Gingerbread Espresso Martini

Gingerbread Espresso Martini is a festive coffee cocktail made with vanilla vodka, espresso, coffee liqueur, and gingerbread syrup, finished with a cinnamon cookie rim.
Prep Time 10 minutes
Cook Time 5 minutes
Syrup Cool Time 20 minutes
Total Time 35 minutes
Servings: 1 cocktail
Course: Drinks
Cuisine: American
Calories: 280

Ingredients
  

Cocktail
  • 2 oz vanilla vodka
  • 1 oz espresso or strong coffee cooled
  • 1 oz coffee liqueur (Kahlua)
  • 1 oz gingerbread syrup
  • ice for shaking
Rim Coating
  • ¼ cup crushed gingerbread cookies or graham crackers rim
  • 2 tablespoon granulated sugar rim
  • ½ teaspoon ground cinnamon rim
  • as needed corn syrup or simple syrup rim adhesive
Homemade Gingerbread Syrup (optional)
  • 1 cup water
  • 1 cup brown sugar
  • 2 tablespoon molasses
  • 1 teaspoon ground ginger
  • 1 teaspoon ground cinnamon
  • ¼ teaspoon ground nutmeg
  • ¼ teaspoon ground cloves
Garnish
  • ground cinnamon for dusting
  • mini gingerbread cookies garnish
  • whipped cream optional

Equipment

  • 1 Cocktail shaker With strainer
  • 1 Jigger For measuring
  • 1 Espresso machine or coffee maker Brew strong coffee/espresso
  • 1 Martini glass Chilled
  • 2 Shallow plates For rim coating
  • 1 Fine-mesh strainer For cinnamon dusting
  • 1 Saucepan For syrup (optional homemade)

Method
 

  1. Heat water, brown sugar, molasses, and spices in a saucepan.

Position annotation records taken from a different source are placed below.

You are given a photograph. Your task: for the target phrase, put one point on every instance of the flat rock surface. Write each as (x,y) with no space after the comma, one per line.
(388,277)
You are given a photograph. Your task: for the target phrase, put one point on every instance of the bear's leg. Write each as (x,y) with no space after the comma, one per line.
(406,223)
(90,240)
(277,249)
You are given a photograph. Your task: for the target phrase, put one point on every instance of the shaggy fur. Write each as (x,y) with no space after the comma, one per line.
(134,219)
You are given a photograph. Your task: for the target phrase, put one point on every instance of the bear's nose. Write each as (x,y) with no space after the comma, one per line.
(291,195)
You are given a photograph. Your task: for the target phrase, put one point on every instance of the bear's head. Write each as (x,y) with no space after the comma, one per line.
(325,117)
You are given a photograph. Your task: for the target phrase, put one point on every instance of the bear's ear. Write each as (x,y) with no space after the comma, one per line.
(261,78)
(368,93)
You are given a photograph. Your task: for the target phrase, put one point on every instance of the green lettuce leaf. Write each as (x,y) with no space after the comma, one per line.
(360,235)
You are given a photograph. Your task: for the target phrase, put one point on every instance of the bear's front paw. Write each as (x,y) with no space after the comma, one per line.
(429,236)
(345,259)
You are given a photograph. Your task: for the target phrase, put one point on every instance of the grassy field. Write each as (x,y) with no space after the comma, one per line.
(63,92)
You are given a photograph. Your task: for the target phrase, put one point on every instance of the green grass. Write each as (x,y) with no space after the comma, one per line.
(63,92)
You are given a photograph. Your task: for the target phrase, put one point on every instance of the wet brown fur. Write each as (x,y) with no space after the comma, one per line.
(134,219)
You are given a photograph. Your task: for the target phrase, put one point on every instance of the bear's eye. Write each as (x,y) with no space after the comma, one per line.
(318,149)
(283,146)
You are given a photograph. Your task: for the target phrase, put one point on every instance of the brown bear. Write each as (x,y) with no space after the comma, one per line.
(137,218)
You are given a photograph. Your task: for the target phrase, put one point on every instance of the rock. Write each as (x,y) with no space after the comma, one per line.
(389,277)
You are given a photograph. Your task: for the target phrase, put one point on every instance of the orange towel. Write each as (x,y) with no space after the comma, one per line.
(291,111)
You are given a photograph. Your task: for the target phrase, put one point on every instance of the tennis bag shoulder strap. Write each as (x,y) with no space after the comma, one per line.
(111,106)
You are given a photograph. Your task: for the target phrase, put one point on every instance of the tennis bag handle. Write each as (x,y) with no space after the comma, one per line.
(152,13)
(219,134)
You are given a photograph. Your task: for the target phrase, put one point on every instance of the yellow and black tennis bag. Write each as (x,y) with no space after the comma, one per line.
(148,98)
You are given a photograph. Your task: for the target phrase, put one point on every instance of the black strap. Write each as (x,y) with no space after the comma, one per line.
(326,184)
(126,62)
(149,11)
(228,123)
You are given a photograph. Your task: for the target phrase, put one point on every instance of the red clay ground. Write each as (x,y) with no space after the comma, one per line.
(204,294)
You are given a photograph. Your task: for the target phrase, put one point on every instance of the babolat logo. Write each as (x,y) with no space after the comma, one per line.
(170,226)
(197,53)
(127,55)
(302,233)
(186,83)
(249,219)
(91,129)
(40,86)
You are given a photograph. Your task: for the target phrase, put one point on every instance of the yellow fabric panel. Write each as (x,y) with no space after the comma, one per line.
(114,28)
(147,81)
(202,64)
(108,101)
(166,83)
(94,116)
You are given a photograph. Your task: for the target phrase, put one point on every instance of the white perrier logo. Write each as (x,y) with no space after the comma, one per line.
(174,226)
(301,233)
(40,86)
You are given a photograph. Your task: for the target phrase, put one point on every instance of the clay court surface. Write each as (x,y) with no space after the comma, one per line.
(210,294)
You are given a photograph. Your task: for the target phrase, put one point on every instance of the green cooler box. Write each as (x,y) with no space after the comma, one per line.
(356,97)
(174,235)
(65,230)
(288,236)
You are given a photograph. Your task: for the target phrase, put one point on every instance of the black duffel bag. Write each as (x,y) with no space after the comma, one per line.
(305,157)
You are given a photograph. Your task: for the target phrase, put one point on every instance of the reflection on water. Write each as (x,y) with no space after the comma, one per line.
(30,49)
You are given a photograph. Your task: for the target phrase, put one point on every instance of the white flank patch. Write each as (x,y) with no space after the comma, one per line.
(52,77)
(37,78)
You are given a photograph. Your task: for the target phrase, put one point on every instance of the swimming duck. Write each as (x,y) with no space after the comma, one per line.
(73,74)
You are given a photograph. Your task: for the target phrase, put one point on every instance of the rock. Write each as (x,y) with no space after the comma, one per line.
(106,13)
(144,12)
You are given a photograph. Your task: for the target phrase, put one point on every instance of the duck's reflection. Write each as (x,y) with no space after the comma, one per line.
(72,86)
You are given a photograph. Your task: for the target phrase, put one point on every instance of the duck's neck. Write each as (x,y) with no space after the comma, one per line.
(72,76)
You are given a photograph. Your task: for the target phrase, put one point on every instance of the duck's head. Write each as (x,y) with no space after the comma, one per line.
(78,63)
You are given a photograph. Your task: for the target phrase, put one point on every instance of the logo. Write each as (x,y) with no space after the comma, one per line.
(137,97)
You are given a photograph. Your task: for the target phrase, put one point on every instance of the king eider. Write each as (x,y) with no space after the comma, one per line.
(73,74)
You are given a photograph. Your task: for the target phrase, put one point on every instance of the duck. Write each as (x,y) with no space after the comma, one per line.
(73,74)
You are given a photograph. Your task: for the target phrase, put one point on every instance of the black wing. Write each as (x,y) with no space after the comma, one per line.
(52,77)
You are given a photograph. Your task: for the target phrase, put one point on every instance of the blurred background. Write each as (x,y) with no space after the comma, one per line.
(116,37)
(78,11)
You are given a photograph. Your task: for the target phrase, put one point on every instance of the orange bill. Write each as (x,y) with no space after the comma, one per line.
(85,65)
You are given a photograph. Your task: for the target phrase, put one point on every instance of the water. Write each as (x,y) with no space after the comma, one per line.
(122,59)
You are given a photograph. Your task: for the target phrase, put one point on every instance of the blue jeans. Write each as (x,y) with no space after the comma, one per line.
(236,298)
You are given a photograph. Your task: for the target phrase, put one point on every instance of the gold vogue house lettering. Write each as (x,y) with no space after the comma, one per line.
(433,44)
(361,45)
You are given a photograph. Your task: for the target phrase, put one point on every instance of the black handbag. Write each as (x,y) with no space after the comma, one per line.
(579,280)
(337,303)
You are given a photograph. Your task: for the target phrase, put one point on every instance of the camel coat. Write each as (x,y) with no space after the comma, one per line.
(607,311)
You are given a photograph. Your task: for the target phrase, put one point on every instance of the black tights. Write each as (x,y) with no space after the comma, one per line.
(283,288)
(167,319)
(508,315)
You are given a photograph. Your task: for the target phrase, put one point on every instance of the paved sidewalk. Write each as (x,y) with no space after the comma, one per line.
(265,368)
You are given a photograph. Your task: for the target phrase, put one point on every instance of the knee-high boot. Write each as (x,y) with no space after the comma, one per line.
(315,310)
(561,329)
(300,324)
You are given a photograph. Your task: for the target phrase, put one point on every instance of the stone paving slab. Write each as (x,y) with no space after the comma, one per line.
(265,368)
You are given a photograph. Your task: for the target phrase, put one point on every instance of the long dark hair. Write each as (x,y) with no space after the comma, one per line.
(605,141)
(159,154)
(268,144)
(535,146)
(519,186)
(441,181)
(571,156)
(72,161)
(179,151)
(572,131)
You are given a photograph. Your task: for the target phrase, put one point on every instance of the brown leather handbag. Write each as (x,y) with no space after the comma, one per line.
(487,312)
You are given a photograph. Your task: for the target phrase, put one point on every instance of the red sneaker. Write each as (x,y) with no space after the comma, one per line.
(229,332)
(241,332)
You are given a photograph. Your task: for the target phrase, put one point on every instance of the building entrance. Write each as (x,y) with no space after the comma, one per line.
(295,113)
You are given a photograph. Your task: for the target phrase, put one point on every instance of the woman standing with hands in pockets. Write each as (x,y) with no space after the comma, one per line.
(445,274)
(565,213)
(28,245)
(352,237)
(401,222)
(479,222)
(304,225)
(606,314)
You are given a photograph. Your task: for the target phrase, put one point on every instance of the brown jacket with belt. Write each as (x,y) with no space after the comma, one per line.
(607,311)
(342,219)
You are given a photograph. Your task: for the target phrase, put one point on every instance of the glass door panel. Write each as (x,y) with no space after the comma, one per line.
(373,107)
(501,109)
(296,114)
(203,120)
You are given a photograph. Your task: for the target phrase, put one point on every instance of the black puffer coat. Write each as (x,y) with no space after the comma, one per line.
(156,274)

Simmer for 5 minutes, then let cool completely.
  2. Brew espresso or strong coffee and allow to cool completely.
  3. Dip the rim of a martini glass in syrup, then coat in a mixture of crushed cookies, sugar, and cinnamon.
  4. Add vanilla vodka, cooled espresso, coffee liqueur, and gingerbread syrup to a shaker with ice. Shake vigorously for 30 seconds.
  5. Strain into the prepared martini glass, ensuring foam stays on top.
  6. Dust with ground cinnamon. Garnish with mini gingerbread cookies and optional whipped cream.

Notes

Make the gingerbread syrup ahead of time for convenience. Store leftovers in the fridge for up to a week. Great for other holiday drinks too!